15. We have perused the submissions advanced by both sides in light of the record placed before us. We find that the issue arising in the present ground is squarely covered in favour of the assessee by the decisions of the Coordinate Bench in the assessee’s own case for Assessment Years 2011-12 in ITA No. 1042/Del/2016 vide order dated 11/05/2026, Assessment Year 2012-13 in ITA No. 8361/Del/2019 vide order dated 24/10/2025 and Assessment Year 2013-14 in ITA No. 8362/Del/2019 vide order dated 18/03/2026. We further note that an identical issue has also been decided in favour of the assessee’s group concern, Vodafone West Ltd., for Assessment Year 2011-12 vide order dated 02/04/2026. In the aforesaid decisions, after considering the judgment of the Hon’ble Delhi High Court in CIT v. Fascel Ltd. (2009) 221 CTR 305 (Del.), it has consistently been held that the royalty/WPC charges paid to the Department of Telecommunications are revenue expenditure allowable under section 37(1) of the Act. The Revenue has not brought on record any distinguishing feature in facts or any change in law warranting a different view for the year under consideration. Respectfully following the aforesaid decisions, we direct the Ld. AO to delete the impugned disallowance. Accordingly, Ground No. 12 and its sub-grounds are allowed.

16. The issue raised in Ground No. 13 is purely consequential in nature. The Ld. AO is directed to verify the claim of the assessee and grant due credit for tax deducted at source (TDS) in accordance with law after due verification of the records. Accordingly, Ground No. 13 is allowed for statistical purposes.

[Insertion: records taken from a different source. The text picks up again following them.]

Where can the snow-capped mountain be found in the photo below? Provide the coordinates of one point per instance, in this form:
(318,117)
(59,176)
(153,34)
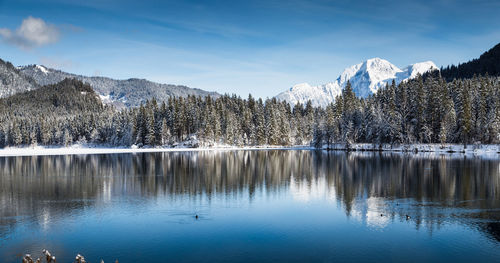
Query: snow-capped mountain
(366,78)
(129,92)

17. The levy of interest under sections 234B and 234C of the Act is consequential and mandatory. The Ld. AO is directed to recompute the interest chargeable, if any, while giving effect to this order. Accordingly, Ground No. 14 is disposed of as consequential.

18. Ground No. 15, relating to initiation of penalty proceedings under section 271(1)(c) of the Act, is premature at this stage and does not call for any adjudication in the present appellate proceedings. Accordingly, the same is dismissed as infructuous.

19. In the net result, the appeal of the assessee bearing ITA No. 8971/Del/2019 is partly allowed in terms indicated hereinabove.

Order pronounced in the open court on 30th day of June 2026.